Under the stage lights his skin looked bruised, his eyes a bit sunken, and he swayed a little. Sister Eleanor observed in the sole occupied seat. Her back was to me, but she knew I was there, turned, waved me over—she was like that, I came to realize, as attuned to her habitat as a forest predator at night.

Have you noticed anything, with Connor Sullivan—the angel?

So she sensed it too, I thought. The piety. He’s begun to stand out, I said.

He hasn’t spoken to you of anything?

We exchange few words in my class, I said.

Tuesday, he didn’t finish his lunch, she said. You made a bit of an example of him.

He asked me about the children in Africa. What he should do. I simply showed him, I said.

I was about to add that I had been wrong, that my logic was misguided, and that his—the fasting—was exalted, but Sister Eleanor spoke.

His mother telephoned this morning. She thought he wasn’t eating. Will you keep a watchful eye on him?

Of course. Watchful.

Sister Eleanor called to the stage. Well done, she boomed.

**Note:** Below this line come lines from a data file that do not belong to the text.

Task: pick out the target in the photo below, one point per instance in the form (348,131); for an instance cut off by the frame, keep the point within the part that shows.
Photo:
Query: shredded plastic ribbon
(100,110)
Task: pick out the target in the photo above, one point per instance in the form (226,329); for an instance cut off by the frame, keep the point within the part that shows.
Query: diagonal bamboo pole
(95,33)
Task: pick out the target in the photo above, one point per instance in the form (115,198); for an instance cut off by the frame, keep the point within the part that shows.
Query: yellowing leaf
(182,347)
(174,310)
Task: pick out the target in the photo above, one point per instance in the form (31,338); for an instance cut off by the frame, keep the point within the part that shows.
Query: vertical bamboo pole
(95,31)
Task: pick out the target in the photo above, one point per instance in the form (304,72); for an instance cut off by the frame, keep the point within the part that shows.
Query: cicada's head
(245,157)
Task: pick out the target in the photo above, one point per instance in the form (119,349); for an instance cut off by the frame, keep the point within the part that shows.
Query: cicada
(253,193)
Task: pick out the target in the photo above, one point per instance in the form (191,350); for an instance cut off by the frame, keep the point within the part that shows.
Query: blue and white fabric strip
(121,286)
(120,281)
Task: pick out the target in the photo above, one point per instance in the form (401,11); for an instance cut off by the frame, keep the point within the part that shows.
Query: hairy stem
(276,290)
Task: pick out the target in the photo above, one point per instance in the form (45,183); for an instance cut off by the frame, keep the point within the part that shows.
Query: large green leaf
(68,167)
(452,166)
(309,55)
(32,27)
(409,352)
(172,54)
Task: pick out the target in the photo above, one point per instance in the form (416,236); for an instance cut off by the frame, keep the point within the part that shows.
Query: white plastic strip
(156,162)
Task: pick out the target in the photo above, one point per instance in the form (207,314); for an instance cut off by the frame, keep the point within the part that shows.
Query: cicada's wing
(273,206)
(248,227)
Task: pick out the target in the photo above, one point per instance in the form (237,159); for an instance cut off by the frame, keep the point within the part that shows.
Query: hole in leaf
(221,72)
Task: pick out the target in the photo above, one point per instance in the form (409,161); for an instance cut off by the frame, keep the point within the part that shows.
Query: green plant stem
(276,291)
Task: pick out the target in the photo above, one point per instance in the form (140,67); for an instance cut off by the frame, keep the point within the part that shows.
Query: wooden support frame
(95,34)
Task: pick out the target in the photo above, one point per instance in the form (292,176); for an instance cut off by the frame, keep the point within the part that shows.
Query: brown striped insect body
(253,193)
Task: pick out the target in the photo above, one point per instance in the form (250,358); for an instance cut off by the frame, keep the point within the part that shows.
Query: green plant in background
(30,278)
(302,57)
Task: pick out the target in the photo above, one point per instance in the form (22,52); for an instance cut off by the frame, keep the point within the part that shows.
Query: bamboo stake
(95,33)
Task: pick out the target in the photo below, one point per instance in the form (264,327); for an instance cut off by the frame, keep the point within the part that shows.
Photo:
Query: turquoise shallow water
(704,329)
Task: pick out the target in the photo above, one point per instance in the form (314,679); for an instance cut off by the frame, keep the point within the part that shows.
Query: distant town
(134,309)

I stood up to leave, but she had more to say.

We wouldn’t want an incident, Sister Eleanor added.

As a teacher I should go where I was needed, and I felt strongly, Mother, that this wasn’t a question of incident. It was a question of glory. And Connor Sullivan, he needed me. I was the only person who understood. Me, and God.

Outside, I followed the small corridor to the stage entrance. The velvet curtains blocked all light, but I found my way to an opening. He was talking with another boy, one of the tomb guards. They looked up at me, surprised, and the guard went off, scurrying.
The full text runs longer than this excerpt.